If you only test on example.com, Playwright looks like the obvious default. If you test where network reality matters, Selenium’s age stops being embarrassment and starts being operational memory—remote browsers, grid scaling, sessions that survived real-world friction before Playwright existed.

Neither logo on the cover image wins by pedigree. The run wins by evidence.

Old school vs new school, without nostalgia

Selenium is the distributed systems answer: hub URLs, standalone Chromium images, noVNC when a human must see the session, WebDriver as a lingua franca every platform team already operates.

Playwright is the productized runtime answer: ship browsers with the tool, opinionated APIs, headless defaults that respect developer time.

Hammer keeps both in the same repo because generational replacements are rarely pure upgrades.

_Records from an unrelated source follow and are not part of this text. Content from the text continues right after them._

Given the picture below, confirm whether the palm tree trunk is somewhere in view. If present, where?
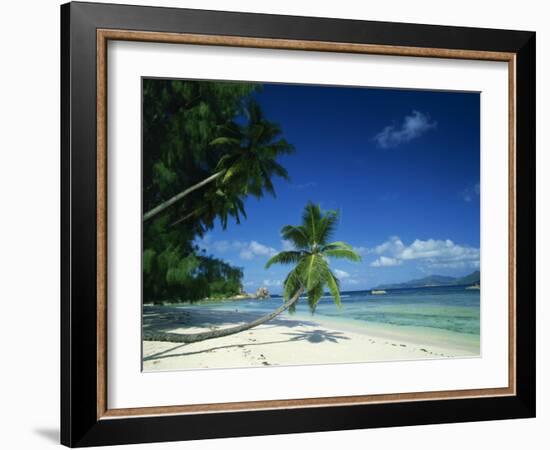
[143,170,224,222]
[143,288,304,344]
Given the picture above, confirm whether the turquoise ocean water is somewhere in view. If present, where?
[178,286,480,354]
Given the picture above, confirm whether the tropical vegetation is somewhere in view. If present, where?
[142,79,293,303]
[144,202,361,343]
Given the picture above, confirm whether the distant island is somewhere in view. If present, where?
[374,270,480,290]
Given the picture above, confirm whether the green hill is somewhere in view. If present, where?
[375,270,480,289]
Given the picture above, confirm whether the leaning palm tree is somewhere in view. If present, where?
[143,100,294,223]
[143,202,361,343]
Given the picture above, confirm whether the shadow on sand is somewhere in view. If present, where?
[143,324,349,361]
[143,306,317,332]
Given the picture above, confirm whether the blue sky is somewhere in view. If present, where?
[198,84,480,293]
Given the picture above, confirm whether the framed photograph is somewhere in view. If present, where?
[61,3,536,447]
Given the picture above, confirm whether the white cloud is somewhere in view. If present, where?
[239,241,277,260]
[370,256,403,267]
[371,236,480,268]
[374,111,437,148]
[353,247,369,255]
[334,269,350,278]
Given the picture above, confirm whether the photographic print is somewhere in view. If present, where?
[142,78,481,371]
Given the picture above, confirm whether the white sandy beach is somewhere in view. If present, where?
[143,307,477,371]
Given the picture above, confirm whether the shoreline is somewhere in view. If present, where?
[143,306,479,371]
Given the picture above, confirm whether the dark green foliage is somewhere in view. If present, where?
[142,79,292,302]
[266,202,361,313]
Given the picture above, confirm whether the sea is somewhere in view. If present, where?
[178,286,480,355]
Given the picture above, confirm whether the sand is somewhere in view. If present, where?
[143,307,477,371]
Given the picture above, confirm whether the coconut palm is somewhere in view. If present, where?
[144,202,361,343]
[143,100,294,223]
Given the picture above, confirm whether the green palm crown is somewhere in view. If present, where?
[266,202,361,312]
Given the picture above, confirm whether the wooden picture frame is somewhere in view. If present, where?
[61,3,535,446]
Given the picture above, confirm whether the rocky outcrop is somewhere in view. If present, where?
[256,287,271,298]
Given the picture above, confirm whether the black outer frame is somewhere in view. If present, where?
[61,2,536,447]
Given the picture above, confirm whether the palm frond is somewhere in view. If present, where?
[281,225,310,249]
[321,241,353,251]
[302,202,321,242]
[323,248,361,262]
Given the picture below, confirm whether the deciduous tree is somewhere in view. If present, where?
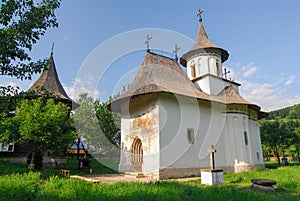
[0,0,60,79]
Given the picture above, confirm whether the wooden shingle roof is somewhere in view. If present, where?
[109,52,266,118]
[180,21,229,67]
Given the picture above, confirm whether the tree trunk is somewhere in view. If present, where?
[276,154,280,167]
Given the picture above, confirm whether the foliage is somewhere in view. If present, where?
[260,104,300,163]
[0,0,60,79]
[96,97,121,147]
[26,148,43,170]
[72,93,120,154]
[260,120,295,163]
[0,97,76,154]
[266,104,300,120]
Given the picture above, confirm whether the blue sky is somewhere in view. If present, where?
[1,0,300,111]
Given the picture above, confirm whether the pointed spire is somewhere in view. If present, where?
[192,20,218,50]
[180,10,229,67]
[28,51,73,106]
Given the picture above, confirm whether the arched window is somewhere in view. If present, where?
[131,138,143,165]
[191,63,196,78]
[197,58,201,76]
[216,59,221,77]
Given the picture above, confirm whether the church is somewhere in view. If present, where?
[110,12,267,179]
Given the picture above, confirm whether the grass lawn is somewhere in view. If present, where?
[0,158,300,201]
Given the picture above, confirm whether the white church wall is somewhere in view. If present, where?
[157,94,226,176]
[119,105,159,175]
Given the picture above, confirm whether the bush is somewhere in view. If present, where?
[27,148,43,170]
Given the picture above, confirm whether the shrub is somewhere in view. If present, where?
[27,148,43,170]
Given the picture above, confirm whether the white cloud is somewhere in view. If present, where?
[284,76,296,86]
[242,63,257,78]
[230,63,300,112]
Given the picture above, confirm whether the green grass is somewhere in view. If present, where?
[0,159,300,201]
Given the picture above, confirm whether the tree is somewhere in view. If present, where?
[72,93,103,152]
[260,120,295,165]
[72,93,120,154]
[0,97,76,154]
[0,0,60,79]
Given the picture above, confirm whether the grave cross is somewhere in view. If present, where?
[173,44,180,60]
[208,145,217,170]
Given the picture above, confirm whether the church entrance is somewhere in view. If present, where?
[131,138,143,172]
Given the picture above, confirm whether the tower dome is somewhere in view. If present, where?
[180,19,229,67]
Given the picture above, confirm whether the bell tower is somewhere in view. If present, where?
[180,10,240,95]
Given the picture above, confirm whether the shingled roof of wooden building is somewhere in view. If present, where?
[28,53,78,107]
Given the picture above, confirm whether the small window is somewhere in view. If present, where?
[244,131,249,145]
[187,128,195,144]
[216,60,220,76]
[256,152,259,160]
[0,143,14,152]
[191,64,196,78]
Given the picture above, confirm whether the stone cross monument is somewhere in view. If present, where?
[208,145,217,170]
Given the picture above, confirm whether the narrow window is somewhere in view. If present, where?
[216,60,220,76]
[187,128,195,144]
[197,58,201,76]
[244,131,248,145]
[191,64,196,78]
[256,152,259,160]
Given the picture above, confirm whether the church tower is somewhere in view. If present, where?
[180,11,240,96]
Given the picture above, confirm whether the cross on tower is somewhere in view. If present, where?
[223,68,230,80]
[197,9,204,22]
[51,42,54,54]
[173,44,180,60]
[208,145,217,170]
[145,34,152,52]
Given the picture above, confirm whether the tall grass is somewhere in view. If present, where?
[0,157,300,201]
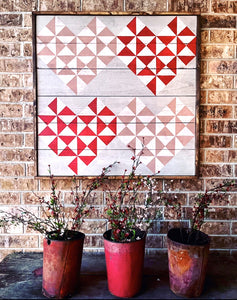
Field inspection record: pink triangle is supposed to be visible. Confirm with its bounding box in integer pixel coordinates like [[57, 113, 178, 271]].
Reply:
[[138, 106, 154, 116], [87, 17, 97, 35], [67, 38, 77, 55], [67, 76, 77, 94], [98, 106, 114, 116], [38, 115, 55, 125], [88, 138, 97, 155], [59, 146, 76, 156], [88, 98, 97, 114], [57, 26, 74, 36], [158, 156, 173, 166], [68, 157, 78, 174], [48, 98, 58, 114], [168, 17, 177, 34], [68, 117, 77, 134], [39, 126, 56, 136], [166, 139, 175, 155], [176, 136, 193, 146], [119, 127, 134, 136], [108, 117, 117, 134], [60, 135, 75, 145], [79, 156, 96, 166], [58, 106, 75, 116], [38, 46, 55, 56], [46, 17, 56, 34], [98, 56, 114, 66], [78, 75, 95, 84], [48, 138, 58, 155], [77, 137, 86, 155], [127, 17, 137, 35]]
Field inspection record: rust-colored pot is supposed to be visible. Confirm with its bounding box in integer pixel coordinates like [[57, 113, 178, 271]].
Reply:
[[42, 231, 85, 299], [167, 228, 210, 298], [103, 230, 146, 298]]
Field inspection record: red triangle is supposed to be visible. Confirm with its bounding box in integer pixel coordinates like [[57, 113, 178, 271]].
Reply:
[[167, 56, 176, 74], [187, 38, 196, 55], [147, 38, 156, 55], [49, 98, 58, 114], [179, 26, 195, 36], [78, 116, 95, 125], [136, 38, 146, 54], [60, 135, 75, 145], [118, 36, 134, 46], [49, 138, 58, 155], [158, 47, 175, 56], [68, 157, 77, 174], [137, 56, 154, 66], [177, 38, 186, 54], [98, 106, 114, 116], [156, 57, 165, 74], [88, 98, 97, 114], [99, 135, 115, 145], [97, 118, 106, 134], [137, 26, 155, 36], [79, 156, 96, 166], [88, 138, 97, 155], [58, 106, 75, 116], [68, 117, 77, 134], [128, 58, 137, 75], [158, 76, 175, 85], [57, 117, 67, 134], [137, 67, 155, 76], [118, 47, 135, 56], [39, 126, 56, 135], [79, 126, 96, 136], [38, 115, 55, 125], [108, 118, 117, 134], [158, 35, 175, 46], [77, 138, 86, 154], [147, 77, 156, 95], [178, 56, 195, 65], [127, 17, 136, 35], [59, 147, 76, 156], [168, 17, 177, 34]]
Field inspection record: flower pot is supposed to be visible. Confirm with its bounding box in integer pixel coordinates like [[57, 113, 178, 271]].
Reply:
[[103, 230, 146, 298], [42, 231, 85, 299], [167, 228, 210, 298]]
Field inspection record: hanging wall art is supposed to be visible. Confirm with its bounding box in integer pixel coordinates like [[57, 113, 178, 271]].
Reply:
[[33, 13, 199, 177]]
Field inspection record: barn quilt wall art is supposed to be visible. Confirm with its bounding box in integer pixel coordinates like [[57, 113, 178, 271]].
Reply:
[[33, 13, 199, 177]]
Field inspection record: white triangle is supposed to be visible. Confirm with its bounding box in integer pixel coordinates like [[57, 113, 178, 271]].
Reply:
[[177, 127, 194, 136]]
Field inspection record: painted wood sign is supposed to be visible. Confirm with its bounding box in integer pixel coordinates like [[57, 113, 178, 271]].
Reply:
[[35, 14, 199, 176]]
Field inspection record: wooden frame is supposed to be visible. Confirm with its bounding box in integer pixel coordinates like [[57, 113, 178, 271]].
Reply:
[[33, 12, 200, 178]]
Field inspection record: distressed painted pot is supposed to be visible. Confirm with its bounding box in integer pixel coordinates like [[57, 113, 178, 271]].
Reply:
[[167, 228, 210, 298], [103, 230, 146, 298], [42, 231, 85, 299]]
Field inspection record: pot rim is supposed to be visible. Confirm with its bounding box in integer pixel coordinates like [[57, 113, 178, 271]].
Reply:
[[167, 227, 211, 247], [44, 230, 85, 242], [103, 229, 147, 244]]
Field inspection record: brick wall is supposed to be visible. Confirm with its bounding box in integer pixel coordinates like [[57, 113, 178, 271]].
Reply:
[[0, 0, 237, 259]]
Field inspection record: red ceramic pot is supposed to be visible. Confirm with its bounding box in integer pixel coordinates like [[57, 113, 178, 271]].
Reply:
[[42, 232, 85, 299], [103, 230, 146, 298]]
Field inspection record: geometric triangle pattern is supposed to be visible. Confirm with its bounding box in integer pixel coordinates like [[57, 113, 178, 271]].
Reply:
[[37, 17, 117, 94], [117, 98, 195, 174], [37, 16, 196, 95], [38, 98, 117, 174], [117, 17, 196, 95]]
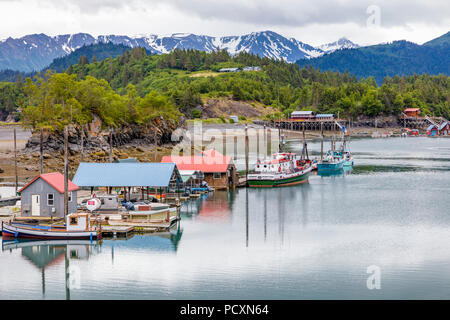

They are tradeoffs you should replay on your own JSON fixtures:

Prefer Playwright when you own the stack end-to-end and pages are cooperative.
Prefer Selenium when you already run a grid, need noVNC debugging, or live behind infrastructure that punishes “clever” clients.
Prefer Hammer’s JSON layer when non-engineers need to tweak steps, when you want one artifact in CI matrixed across engines, or when you are tired of rewriting the same smoke flow twice.

Honest limitations

Hammer is a lab, not a platform:

One browser per process—no built-in parallel pool (orchestrate multiple containers yourself if you need throughput).
CONFIG_PATH must point to the file (e.g. ./config/actions.json), not the directory.
PLAYWRIGHT_WS_ENDPOINT is declared but unused; Playwright launches locally.
No first-class screenshots or video—yet.
The test script expects a tests/ folder that is not in the repo.

Those boundaries are fine. The project’s value is comparability, not feature maximalism.

Try it yourself

Clone the repo, install with Bun, and run the same actions.json twice:

git clone https://github.com/maggiben/hammer.git
cd hammer && bun install

ENGINE=playwright TARGET_URL=https://example.com CONFIG_PATH=./config/actions.json bun run dev

Then bring up the Selenium profile and repeat with ENGINE=selenium. Watch the console descriptions, compare exit codes when you deliberately break a contains step, and only then update your team’s default engine.

MIT licensed. Source, Docker files, and the full action reference live on GitHub: github.com/maggiben/hammer.

The cover image is Selenium and Playwright in dialogue—not a verdict. Run the JSON, read the failures, and let your infrastructure pick the winner.